Each of the 200 and some photographs are identified by place with a short paragraph explaining what is happening, what it is a photograph of or who, or simply amplifying something of importance or interest that might be easily overlooked. I found the photographs of the construction of the 600-foot dock of particular interest. A steam engine was used to power a machine that rammed hundreds of pilings into the lakebed which was then covered by several layers of decking on which railroad tracks were laid. It took a year to build and was strong enough for a steam locomotive to carry a carload of lumber out to a waiting freighter. Twenty years later the dock began to surrender to the unrelenting work of Lake Michigan and in the 1970s all that was left where weathered and worn stumps of the pilings. Within a few years the deserted island was sold to a private association that introduced white-tailed deer on the island and managed it as a private hunting club. The island was eventually acquired by the National Park Service and became part of Sleeping Bear Dunes National Lakeshore.

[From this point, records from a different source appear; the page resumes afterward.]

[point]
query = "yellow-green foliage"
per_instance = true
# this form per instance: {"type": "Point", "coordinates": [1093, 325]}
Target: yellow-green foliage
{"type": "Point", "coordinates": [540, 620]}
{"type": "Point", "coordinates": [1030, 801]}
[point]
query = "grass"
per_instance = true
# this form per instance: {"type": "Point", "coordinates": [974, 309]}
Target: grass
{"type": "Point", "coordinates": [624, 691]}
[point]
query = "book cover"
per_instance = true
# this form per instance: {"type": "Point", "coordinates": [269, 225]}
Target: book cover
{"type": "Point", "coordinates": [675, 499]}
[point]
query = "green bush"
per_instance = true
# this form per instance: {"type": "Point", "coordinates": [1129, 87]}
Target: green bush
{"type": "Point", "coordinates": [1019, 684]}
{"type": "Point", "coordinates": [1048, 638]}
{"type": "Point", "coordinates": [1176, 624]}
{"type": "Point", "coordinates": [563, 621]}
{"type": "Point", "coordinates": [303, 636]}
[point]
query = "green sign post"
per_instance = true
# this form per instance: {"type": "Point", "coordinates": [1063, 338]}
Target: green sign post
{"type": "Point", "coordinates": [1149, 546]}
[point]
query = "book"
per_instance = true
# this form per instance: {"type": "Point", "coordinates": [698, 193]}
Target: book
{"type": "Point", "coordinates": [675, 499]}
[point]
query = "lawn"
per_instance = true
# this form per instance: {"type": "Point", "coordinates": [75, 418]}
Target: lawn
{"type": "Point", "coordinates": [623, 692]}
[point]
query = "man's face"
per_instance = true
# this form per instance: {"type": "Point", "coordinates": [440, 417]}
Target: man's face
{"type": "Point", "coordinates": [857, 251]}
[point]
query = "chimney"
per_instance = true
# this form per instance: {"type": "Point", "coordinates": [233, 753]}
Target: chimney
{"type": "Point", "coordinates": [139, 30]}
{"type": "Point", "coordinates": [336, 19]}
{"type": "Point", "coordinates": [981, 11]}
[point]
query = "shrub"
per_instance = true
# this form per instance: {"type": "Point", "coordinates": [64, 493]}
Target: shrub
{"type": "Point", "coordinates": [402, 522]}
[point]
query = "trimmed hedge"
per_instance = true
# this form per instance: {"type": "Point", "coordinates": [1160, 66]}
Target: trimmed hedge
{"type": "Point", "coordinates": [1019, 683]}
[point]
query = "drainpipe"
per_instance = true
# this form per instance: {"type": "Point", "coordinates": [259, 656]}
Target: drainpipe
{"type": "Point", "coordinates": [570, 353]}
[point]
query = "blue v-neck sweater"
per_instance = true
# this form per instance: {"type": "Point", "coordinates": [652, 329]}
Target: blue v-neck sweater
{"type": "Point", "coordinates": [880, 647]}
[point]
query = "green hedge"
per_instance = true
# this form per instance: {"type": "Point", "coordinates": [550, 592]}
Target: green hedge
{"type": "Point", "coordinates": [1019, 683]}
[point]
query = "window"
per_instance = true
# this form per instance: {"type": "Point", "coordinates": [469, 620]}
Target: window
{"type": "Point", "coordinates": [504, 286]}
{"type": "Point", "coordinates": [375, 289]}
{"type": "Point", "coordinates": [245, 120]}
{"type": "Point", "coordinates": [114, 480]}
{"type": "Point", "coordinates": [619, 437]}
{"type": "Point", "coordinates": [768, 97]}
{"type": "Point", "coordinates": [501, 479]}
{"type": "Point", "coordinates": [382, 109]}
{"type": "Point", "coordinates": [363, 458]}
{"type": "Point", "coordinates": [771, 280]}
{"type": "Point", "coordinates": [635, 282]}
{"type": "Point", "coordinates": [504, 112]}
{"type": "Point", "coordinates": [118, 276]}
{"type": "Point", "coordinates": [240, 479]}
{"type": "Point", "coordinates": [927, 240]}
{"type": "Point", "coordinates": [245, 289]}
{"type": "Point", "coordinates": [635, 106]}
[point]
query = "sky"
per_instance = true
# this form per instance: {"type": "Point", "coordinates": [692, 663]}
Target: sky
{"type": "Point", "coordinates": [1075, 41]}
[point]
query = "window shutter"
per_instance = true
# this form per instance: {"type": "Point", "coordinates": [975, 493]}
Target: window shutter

The book is dedicated to Esther (White) Morse, who arrived on the island in 1908 at the age of seven and is the grandmother of author Billy H. Rosa. She last visited the island in the late 1970s. Her visit is documented by photographs in the last section of the book. She found little evidence of Crescent or the lumber industry. Mother nature had worked its magic and returned the island to its wilderness state. The authors' work and dedication deserve high praise for this exceptional history of a time, a place, and its people. This highly focused piece of Michigan's local history is a gem.












Remembering Crescent: Logging and Life on North Manitou Island 1907 -1915 by Billy H. and Karen J. Rosa. Mission Point Press, 2024, 183p., $24.95.